By Karin Strohecker
LONDON (Reuters) – Governments around the globe are ploughing billions of dollars into fossil fuel subsidies to shelter citizens from higher energy costs, but that comes at a fiscal burden, creates inefficiencies, and hampers the goal of reducing overall usage.
At the U.N.’s COP29 climate summit in Baku, discussions are ongoing over reducing distortions and inefficiencies created by subsidies – a key to reduce the production and use of fossil fuels, which contribute significantly to climate change and pollution.
HOW MUCH DO GOVERNMENTS SPEND ON FOSSIL FUELS?
The International Energy Agency (IEA) calculated that fossil fuel consumption subsidies stood at $620 billion in 2023.
That is a sharp decline from the record sum of more than $1.2 trillion in 2022 – the year where energy prices soared sharply in the wake of Russia’s invasion of Ukraine, which saw subsidies surpass the trillion-dollar threshold for the first time.
In general, subsidies are broadly split between electricity, oil and natural gas accounting for a third each, and coal receiving only minimal support, IEA data showed.
Other calculations taking into account the wider ramifications come up with a much bigger number.
According to International Monetary Fund (IMF) calculations, whose latest calculations are available only for the record year of 2022, explicit subsidies – or money spent by governments on undercharging for supply costs – amount to $1.26 trillion.
But that makes only up about a fifth of the total amount, which the IMF puts at $7 trillion in 2022 – or 7.1% of global GDP – once the sum of undercharging for environmental costs and forgone tax revenues is taken into account.
WHY DO GOVERNMENTS SUBSIDISE FOSSIL FUELS?
Governments around the globe are subsidising fossil fuels to protect consumers by keeping prices low.
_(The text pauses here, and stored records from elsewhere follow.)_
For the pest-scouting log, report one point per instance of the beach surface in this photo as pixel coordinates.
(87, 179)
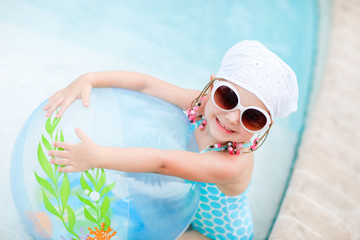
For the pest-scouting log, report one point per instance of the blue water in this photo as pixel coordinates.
(181, 42)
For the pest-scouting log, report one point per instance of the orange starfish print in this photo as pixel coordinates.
(101, 234)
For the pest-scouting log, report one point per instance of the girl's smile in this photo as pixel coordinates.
(223, 127)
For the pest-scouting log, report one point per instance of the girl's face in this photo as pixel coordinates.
(226, 126)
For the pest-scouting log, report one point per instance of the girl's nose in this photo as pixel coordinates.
(233, 116)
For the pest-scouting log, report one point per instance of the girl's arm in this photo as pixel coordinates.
(213, 167)
(81, 89)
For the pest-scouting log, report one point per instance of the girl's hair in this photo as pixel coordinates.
(203, 93)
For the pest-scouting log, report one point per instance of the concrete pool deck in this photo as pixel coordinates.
(323, 197)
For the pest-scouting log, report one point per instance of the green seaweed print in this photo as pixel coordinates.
(56, 189)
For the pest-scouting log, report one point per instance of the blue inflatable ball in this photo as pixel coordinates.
(103, 204)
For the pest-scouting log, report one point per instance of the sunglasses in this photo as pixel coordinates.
(226, 98)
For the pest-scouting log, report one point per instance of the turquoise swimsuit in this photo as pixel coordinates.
(223, 217)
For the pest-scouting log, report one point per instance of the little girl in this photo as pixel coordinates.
(252, 87)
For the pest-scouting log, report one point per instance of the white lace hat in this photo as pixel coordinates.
(253, 67)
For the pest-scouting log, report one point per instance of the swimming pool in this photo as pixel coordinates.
(179, 41)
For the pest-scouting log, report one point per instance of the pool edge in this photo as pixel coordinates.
(323, 197)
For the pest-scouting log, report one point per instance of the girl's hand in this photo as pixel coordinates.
(76, 157)
(79, 89)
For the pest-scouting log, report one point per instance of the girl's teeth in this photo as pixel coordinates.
(225, 126)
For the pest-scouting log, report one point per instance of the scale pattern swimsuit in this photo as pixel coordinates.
(223, 217)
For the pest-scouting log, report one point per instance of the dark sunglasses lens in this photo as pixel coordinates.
(225, 98)
(253, 119)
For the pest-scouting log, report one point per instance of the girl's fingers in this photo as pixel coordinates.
(60, 161)
(60, 154)
(67, 169)
(86, 97)
(63, 145)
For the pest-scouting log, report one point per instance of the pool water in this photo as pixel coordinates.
(181, 42)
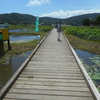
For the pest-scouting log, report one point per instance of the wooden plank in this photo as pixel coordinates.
(51, 80)
(16, 74)
(51, 83)
(51, 74)
(51, 92)
(52, 77)
(44, 97)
The biggest spenders, according to the IEA, are Russia, Iran, China and Saudi Arabia – countries that can, broadly, afford the costs.
But much of that government spending is also present in poorer emerging markets, where energy often makes up a larger share of the inflation basket and price swings hit the least well off the hardest.
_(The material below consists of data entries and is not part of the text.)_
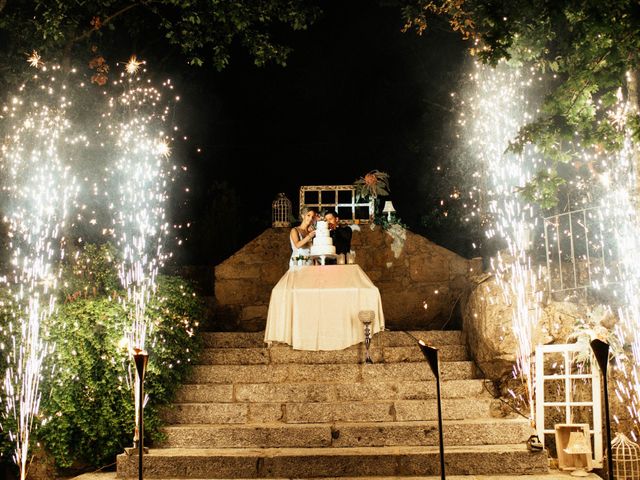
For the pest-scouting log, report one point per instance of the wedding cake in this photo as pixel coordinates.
(322, 243)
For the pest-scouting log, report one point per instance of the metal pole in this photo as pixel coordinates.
(601, 352)
(431, 354)
(140, 357)
(440, 429)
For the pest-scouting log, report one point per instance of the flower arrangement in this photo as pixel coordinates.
(599, 324)
(372, 184)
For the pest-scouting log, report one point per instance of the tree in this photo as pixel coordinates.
(200, 30)
(590, 49)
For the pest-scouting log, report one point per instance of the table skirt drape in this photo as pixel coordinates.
(316, 307)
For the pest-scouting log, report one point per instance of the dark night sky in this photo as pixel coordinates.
(357, 94)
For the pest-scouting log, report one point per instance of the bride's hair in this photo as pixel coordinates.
(306, 210)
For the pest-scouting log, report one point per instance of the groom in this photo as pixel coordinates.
(341, 234)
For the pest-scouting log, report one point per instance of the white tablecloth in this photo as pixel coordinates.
(316, 307)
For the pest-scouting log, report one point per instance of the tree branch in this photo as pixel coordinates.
(108, 19)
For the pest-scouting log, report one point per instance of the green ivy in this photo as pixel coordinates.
(87, 406)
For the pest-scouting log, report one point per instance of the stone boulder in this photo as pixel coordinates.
(488, 324)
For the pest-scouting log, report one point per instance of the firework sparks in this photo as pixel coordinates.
(40, 188)
(133, 65)
(496, 109)
(42, 157)
(35, 60)
(137, 121)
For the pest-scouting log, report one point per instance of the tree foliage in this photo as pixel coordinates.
(203, 31)
(588, 50)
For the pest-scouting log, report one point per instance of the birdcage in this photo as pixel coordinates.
(626, 458)
(281, 211)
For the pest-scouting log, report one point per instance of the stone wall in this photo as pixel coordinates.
(420, 282)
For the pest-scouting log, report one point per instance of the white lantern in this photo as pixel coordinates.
(281, 211)
(626, 458)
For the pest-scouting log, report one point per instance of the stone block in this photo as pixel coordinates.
(251, 312)
(428, 268)
(265, 412)
(285, 392)
(238, 373)
(247, 436)
(233, 270)
(452, 409)
(190, 413)
(233, 339)
(239, 292)
(339, 412)
(203, 393)
(234, 356)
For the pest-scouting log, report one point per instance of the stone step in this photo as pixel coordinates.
(387, 338)
(330, 373)
(367, 462)
(355, 354)
(550, 475)
(328, 392)
(342, 435)
(323, 412)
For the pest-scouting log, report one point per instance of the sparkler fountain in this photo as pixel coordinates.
(136, 120)
(497, 107)
(39, 186)
(49, 140)
(501, 102)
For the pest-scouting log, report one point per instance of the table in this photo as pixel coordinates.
(316, 307)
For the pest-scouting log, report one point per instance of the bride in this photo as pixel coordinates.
(301, 236)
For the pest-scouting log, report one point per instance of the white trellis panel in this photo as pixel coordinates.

Debt-laden governments – many of them petroleum exporters – trying to shed costly fuel subsidies are running headlong into angry populations reeling from years of increasing living costs.
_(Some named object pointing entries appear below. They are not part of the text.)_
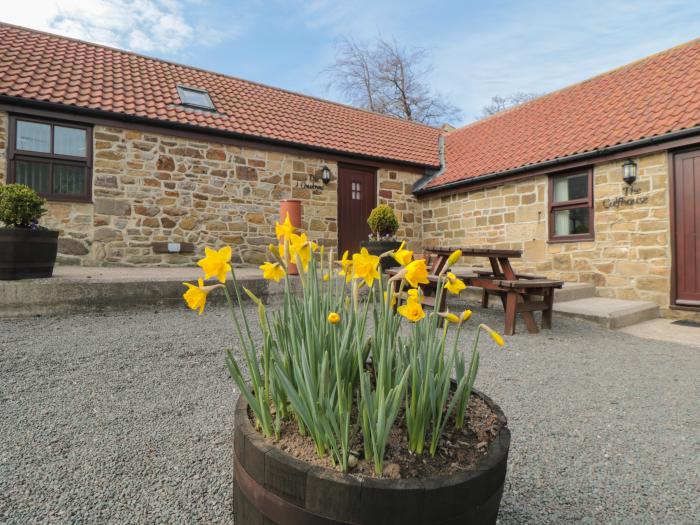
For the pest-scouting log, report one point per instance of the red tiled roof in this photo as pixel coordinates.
(45, 67)
(651, 97)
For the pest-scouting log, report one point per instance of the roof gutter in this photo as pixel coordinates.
(423, 181)
(166, 124)
(650, 141)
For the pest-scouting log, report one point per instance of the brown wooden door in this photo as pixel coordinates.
(687, 228)
(357, 195)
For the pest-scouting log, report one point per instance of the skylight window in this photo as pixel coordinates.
(194, 97)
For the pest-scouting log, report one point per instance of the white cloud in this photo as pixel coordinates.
(139, 25)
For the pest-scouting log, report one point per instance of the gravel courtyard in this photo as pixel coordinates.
(127, 418)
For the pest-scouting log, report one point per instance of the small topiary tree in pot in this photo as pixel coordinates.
(383, 225)
(26, 249)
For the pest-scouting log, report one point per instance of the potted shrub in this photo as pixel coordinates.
(26, 249)
(345, 421)
(383, 225)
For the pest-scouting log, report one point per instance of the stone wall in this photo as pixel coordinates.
(630, 257)
(151, 187)
(3, 146)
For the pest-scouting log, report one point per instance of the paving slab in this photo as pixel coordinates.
(665, 330)
(611, 313)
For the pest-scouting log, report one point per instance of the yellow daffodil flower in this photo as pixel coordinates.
(284, 230)
(216, 263)
(300, 246)
(196, 296)
(453, 284)
(451, 317)
(403, 256)
(272, 271)
(345, 267)
(453, 258)
(412, 311)
(365, 266)
(494, 335)
(417, 273)
(414, 296)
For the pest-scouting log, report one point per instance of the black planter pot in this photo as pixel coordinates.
(272, 487)
(380, 247)
(27, 254)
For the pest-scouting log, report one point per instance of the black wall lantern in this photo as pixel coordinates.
(326, 174)
(629, 172)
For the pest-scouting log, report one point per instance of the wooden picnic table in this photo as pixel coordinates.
(519, 293)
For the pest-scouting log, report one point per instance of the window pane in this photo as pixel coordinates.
(68, 141)
(68, 180)
(196, 98)
(33, 136)
(571, 222)
(571, 187)
(33, 174)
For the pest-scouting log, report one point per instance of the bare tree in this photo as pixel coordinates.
(499, 104)
(389, 79)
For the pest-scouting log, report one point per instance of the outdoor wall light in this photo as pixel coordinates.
(629, 172)
(326, 174)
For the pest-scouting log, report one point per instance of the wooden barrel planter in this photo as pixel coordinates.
(272, 487)
(27, 254)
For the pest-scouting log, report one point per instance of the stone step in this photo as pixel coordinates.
(610, 313)
(75, 289)
(574, 291)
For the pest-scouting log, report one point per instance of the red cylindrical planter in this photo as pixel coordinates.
(291, 207)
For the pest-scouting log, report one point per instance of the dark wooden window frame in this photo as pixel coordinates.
(588, 202)
(14, 155)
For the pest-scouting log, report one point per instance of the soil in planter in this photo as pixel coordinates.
(459, 449)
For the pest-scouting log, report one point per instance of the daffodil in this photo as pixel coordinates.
(417, 273)
(345, 267)
(453, 284)
(453, 258)
(196, 296)
(272, 271)
(284, 230)
(494, 335)
(412, 311)
(365, 266)
(300, 247)
(414, 296)
(216, 263)
(403, 256)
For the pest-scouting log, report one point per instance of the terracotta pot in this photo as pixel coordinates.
(27, 254)
(291, 207)
(380, 247)
(270, 486)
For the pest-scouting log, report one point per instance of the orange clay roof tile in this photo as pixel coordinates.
(651, 97)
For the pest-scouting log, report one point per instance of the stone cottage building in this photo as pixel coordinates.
(598, 182)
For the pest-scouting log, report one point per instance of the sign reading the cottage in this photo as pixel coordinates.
(309, 184)
(631, 197)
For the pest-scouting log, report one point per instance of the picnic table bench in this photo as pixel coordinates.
(520, 293)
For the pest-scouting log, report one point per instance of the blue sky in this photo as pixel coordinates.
(479, 49)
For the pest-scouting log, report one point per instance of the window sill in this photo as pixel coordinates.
(561, 240)
(76, 200)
Countries from Nigeria to Angola have struggled to abolish the support and seen deadly protests erupt in recent years, often triggered by rising fuel prices.
WHAT COULD THE IMPACT OF TACKLING SUBSIDIES BE?
Removing inefficient fossil fuel subsidies could have a positive impact on energy markets, government budgets and efforts to tackle climate change, according to the IEA and the IMF.
The Coalition of Finance Ministers for Climate Action – counting policy makers from more than 90 countries among its members – has said that getting pricing of fossil fuel products right was critical to meeting countries’ Nationally Determined Contributions’ (NDC) targets and achieving global climate change goals set out in the Paris Agreement.
WHAT HAS HAPPENED SO FAR?
In 2009, the Group of 20 major economies called for a phase-out of inefficient fossil fuel subsidies over the medium term, and repeated that call in 2012.
At COP26 in 2021 and COP27 in 2022, countries agreed to accelerate efforts of the phase-out of inefficient fossil fuel subsidies.
There has been some progress, but not as much as many policy makers hoped for.
Analysts point to successes such as the EU Emissions Trading Scheme, which forces power plants and industrial sources to pay for carbon emissions and had prices slightly above a warming target-consistent carbon price in 2022. On a country-specific level, some nations like India and Morocco have dramatically reduced or almost abolished fossil fuel subsidies.